Eligibility for food stamps (officially known as SNAP) is materially more generous than eligibility for the cash welfare TANF program and so people tend to be recipients of it for a longer period of time.
Medicaid really consists of multiple programs with different eligibility requirements and different benefits.
For example, one very significant component of the Medicaid program which is rarely characterized as "welfare" is its nursing home assistance program which is utilized mostly by the working and middle classes and provides a majority of the funds for nursing home care in the U.S. This program actually is usually for a short period of time because the average nursing home stay is about one year (predominantly ending in death rather than returning home). Obviously, people who leave the Medicaid program in that manner don't return to the general population afterwards.

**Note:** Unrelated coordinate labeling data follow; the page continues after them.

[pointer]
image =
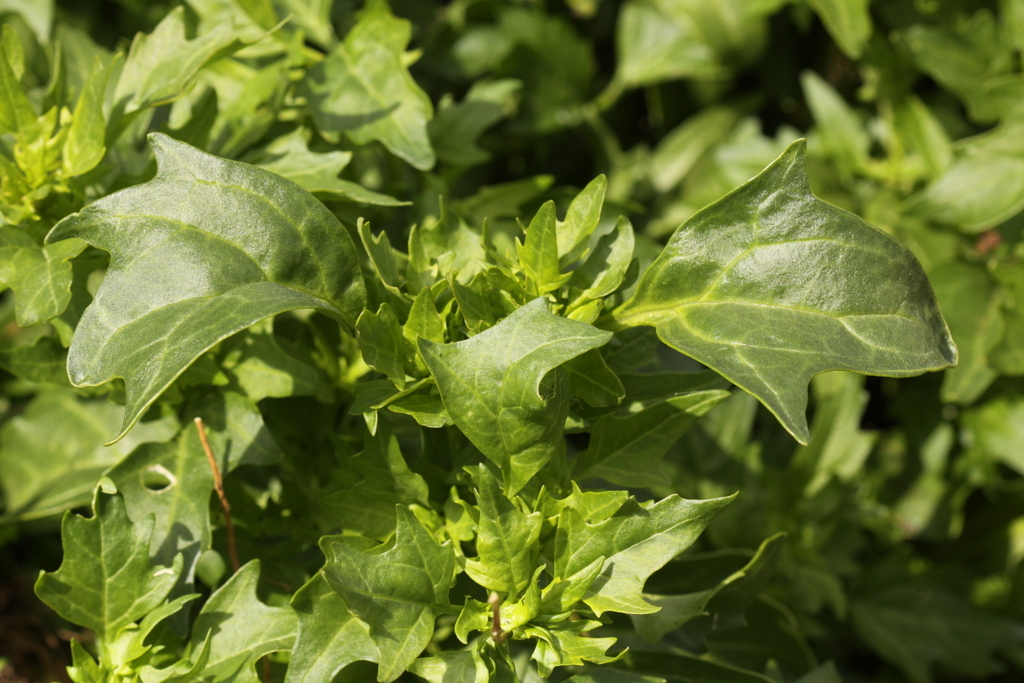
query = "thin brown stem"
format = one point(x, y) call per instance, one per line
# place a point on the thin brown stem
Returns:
point(218, 484)
point(497, 634)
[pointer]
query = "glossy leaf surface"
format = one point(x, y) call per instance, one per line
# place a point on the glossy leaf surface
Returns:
point(193, 261)
point(107, 564)
point(732, 290)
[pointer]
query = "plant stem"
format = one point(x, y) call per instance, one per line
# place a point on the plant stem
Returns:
point(218, 484)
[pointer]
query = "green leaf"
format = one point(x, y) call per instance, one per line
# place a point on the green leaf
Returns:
point(16, 114)
point(983, 186)
point(204, 250)
point(731, 290)
point(105, 581)
point(45, 361)
point(182, 671)
point(591, 380)
point(915, 626)
point(722, 605)
point(848, 22)
point(383, 345)
point(682, 147)
point(581, 220)
point(385, 260)
point(363, 494)
point(839, 133)
point(662, 40)
point(507, 540)
point(290, 157)
point(839, 447)
point(52, 454)
point(974, 309)
point(255, 360)
point(41, 276)
point(636, 541)
point(329, 637)
point(492, 386)
point(539, 254)
point(313, 16)
point(173, 480)
point(680, 667)
point(995, 430)
point(365, 89)
point(85, 144)
point(565, 645)
point(424, 322)
point(37, 13)
point(241, 629)
point(628, 451)
point(463, 666)
point(456, 128)
point(427, 410)
point(396, 592)
point(562, 594)
point(610, 676)
point(161, 67)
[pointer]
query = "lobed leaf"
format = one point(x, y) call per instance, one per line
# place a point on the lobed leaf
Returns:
point(770, 286)
point(507, 540)
point(636, 541)
point(397, 593)
point(365, 90)
point(105, 580)
point(204, 250)
point(241, 629)
point(491, 386)
point(329, 637)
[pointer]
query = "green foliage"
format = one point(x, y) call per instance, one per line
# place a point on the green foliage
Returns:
point(526, 338)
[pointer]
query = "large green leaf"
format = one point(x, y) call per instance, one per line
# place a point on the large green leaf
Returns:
point(52, 454)
point(202, 251)
point(492, 386)
point(397, 593)
point(636, 541)
point(105, 580)
point(770, 286)
point(365, 89)
point(173, 480)
point(241, 629)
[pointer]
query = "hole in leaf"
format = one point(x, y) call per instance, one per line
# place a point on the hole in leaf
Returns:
point(158, 478)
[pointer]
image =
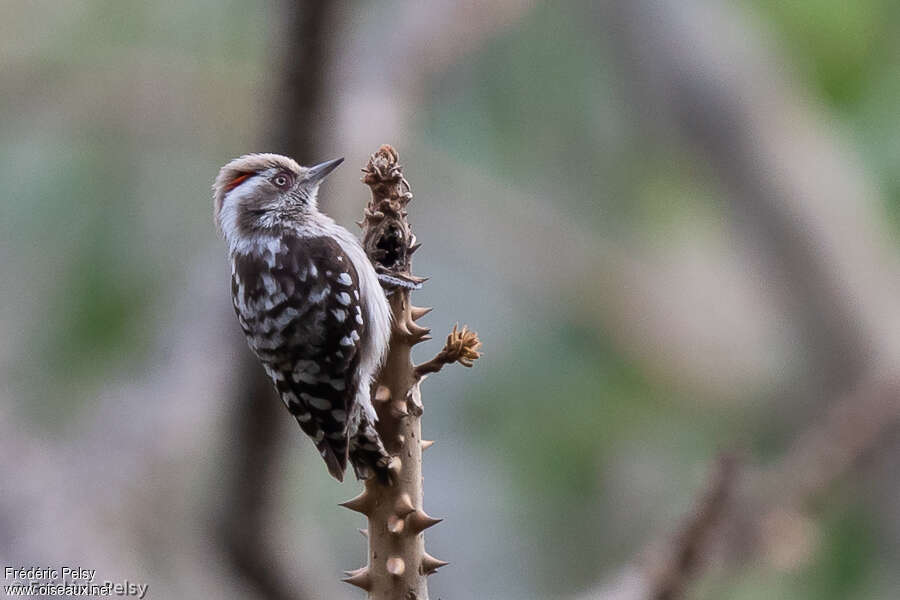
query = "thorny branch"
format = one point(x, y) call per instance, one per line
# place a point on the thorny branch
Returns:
point(398, 563)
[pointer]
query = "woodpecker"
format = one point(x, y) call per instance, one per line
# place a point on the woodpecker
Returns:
point(309, 302)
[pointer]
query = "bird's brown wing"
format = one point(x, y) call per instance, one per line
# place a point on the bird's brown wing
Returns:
point(299, 307)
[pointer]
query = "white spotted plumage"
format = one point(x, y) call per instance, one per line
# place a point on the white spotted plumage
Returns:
point(309, 302)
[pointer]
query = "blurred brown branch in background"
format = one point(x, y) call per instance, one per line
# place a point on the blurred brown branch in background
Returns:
point(838, 275)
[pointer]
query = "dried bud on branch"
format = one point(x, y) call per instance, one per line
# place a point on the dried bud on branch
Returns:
point(462, 346)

Another significant component of the Medicaid program involves people who are permanently disabled and usually receiving some form of disability benefits as well. This is also long term in most cases.
A third component of the Medicaid program involves working age, not disabled people and their children who either receive pre-expansion benefits because they are in or very nearly in poverty, or who receive post-expansion benefits because they are working class. (There are actually some additional subsets of this population, CHIP for children, a pregnant women's program and a program for adults, in addition to expansion and buy-in components). Often people are made eligible for Medicaid on the basis of the same application that qualifies them for food stamps and TANF.

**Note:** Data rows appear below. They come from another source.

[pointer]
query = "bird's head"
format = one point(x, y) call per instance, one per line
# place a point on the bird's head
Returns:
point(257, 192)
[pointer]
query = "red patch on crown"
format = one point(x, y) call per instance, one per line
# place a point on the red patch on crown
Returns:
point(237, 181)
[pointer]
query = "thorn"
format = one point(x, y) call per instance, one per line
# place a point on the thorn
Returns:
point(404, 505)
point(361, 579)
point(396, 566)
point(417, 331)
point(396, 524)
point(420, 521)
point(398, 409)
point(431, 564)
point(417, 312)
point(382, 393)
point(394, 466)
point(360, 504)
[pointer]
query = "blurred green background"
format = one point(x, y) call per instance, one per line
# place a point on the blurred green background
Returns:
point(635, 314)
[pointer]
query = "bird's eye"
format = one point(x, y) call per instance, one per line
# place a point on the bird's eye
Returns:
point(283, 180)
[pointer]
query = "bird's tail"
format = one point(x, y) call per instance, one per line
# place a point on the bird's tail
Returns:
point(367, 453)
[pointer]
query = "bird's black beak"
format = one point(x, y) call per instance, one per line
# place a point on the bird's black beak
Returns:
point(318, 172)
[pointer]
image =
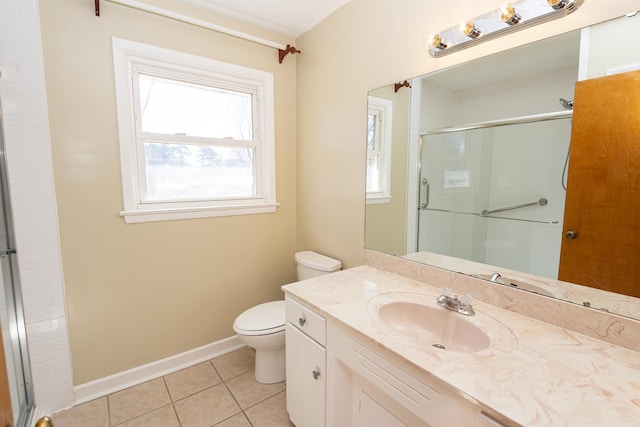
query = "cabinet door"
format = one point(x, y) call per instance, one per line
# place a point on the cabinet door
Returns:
point(306, 379)
point(370, 413)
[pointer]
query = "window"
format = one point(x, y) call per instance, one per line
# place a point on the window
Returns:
point(379, 150)
point(196, 135)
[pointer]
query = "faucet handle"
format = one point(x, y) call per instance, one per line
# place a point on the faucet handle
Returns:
point(466, 299)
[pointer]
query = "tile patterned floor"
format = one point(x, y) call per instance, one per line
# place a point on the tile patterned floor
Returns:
point(221, 392)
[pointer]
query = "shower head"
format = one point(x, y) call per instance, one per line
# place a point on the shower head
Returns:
point(567, 105)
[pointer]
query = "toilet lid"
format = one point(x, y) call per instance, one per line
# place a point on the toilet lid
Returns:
point(262, 319)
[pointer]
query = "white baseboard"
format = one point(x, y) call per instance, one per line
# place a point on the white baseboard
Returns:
point(116, 382)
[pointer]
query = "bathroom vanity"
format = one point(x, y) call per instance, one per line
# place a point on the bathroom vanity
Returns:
point(366, 347)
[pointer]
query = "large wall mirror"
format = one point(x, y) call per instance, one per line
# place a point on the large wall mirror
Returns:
point(525, 163)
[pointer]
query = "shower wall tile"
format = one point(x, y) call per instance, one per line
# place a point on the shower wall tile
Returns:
point(28, 156)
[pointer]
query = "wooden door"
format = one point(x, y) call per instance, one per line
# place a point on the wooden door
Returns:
point(603, 194)
point(6, 414)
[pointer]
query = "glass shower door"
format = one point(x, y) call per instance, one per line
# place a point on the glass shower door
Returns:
point(11, 311)
point(495, 194)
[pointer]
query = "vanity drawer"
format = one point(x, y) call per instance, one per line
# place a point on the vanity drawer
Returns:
point(307, 321)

But, lots of people who are formally in the Medicaid program don't actually receive any Medicaid benefits. Some are just healthy people who don't need medical care. Others are people who need medical care but can't find a provider who accepts it (because Medicaid reimburses providers at far below the market rate or the rate paid by Medicare, many providers refuse to accept new Medicaid patients). Definitionally, it isn't obvious that someone eligible for the Medicaid program who uses it when they get step throat or a urinary tract infection once every three years, for example, is a continuous or an episodic beneficiary of this means-tested program.